What Agent Mode can actually do with Gemma 4
Agent Mode with Gemma 4 goes beyond autocomplete. It can execute multi-step tasks across your codebase. Practical examples that work well:
| Task | Example prompt | What Gemma 4 does |
|---|---|---|
| Build a feature | "Build a settings screen with dark mode toggle" | Generates Kotlin + Compose UI, wires ViewModel, follows Material 3 patterns |
| Refactor legacy code | "Migrate all XML layouts in this activity to Compose" | Reads existing files, rewrites them, preserves logic |
| Fix build errors | "Build my project and fix any errors" | Runs build, reads error output, applies fixes iteratively |
| Externalize strings | "Extract all hardcoded strings and add them to strings.xml" | Scans codebase, applies changes across multiple files |
| Write tests | "Write unit tests for the UserRepository class" | Generates JUnit tests with mocking, follows Android testing conventions |
Gemma 4's native function calling is what makes these multi-step tasks reliable. It can call tools (read file, write file, run build) and chain them sequentially without losing context between steps.
Troubleshooting
Android Studio can't connect to Ollama
First confirm Ollama is running: open a terminal and run ollama ps. If nothing shows, run ollama serve. On Windows, check that Ollama appears in the system tray. Then verify the URL in Android Studio settings is exactly http://localhost:11434 with no trailing slash.
Generation is very slow
The 26B model needs 24 GB RAM headroom to avoid swapping. If Android Studio, Chrome, and other apps are open alongside, you may not have enough. Close memory-heavy apps, or switch to the E4B model which runs comfortably in 12 GB.

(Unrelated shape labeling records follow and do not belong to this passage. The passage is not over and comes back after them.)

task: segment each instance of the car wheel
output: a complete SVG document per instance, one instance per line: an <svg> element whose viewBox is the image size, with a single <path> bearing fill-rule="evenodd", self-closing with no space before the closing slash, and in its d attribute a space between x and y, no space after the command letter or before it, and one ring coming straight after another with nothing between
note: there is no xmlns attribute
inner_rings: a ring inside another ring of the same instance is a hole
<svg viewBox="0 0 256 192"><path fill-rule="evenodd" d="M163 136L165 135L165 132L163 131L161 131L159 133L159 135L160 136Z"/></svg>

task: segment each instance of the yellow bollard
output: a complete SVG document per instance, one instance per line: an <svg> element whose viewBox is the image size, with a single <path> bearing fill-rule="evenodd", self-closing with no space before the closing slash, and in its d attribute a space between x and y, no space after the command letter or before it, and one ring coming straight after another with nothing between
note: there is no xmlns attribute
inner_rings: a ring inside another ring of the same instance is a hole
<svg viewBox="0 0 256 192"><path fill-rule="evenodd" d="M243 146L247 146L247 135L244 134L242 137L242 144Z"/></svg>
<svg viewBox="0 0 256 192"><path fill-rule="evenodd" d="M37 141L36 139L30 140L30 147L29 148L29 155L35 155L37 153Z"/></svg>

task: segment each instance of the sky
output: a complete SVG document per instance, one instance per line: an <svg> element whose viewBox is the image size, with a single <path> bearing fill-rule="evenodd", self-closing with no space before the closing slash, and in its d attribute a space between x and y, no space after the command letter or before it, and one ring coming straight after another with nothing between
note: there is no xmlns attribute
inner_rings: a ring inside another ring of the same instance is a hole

Model downloaded but doesn't appear in Agent Mode selector
Try restarting Android Studio after connecting the provider. The model list is populated when the IDE starts. Also confirm the Ollama server is running before you open Android Studio, not after.
Agent Mode starts but stops mid-task
This is usually a timeout issue. Ollama's default request timeout may be too short for complex multi-step tasks. Set a longer timeout by adding OLLAMA_KEEP_ALIVE=30m to your environment before starting Ollama.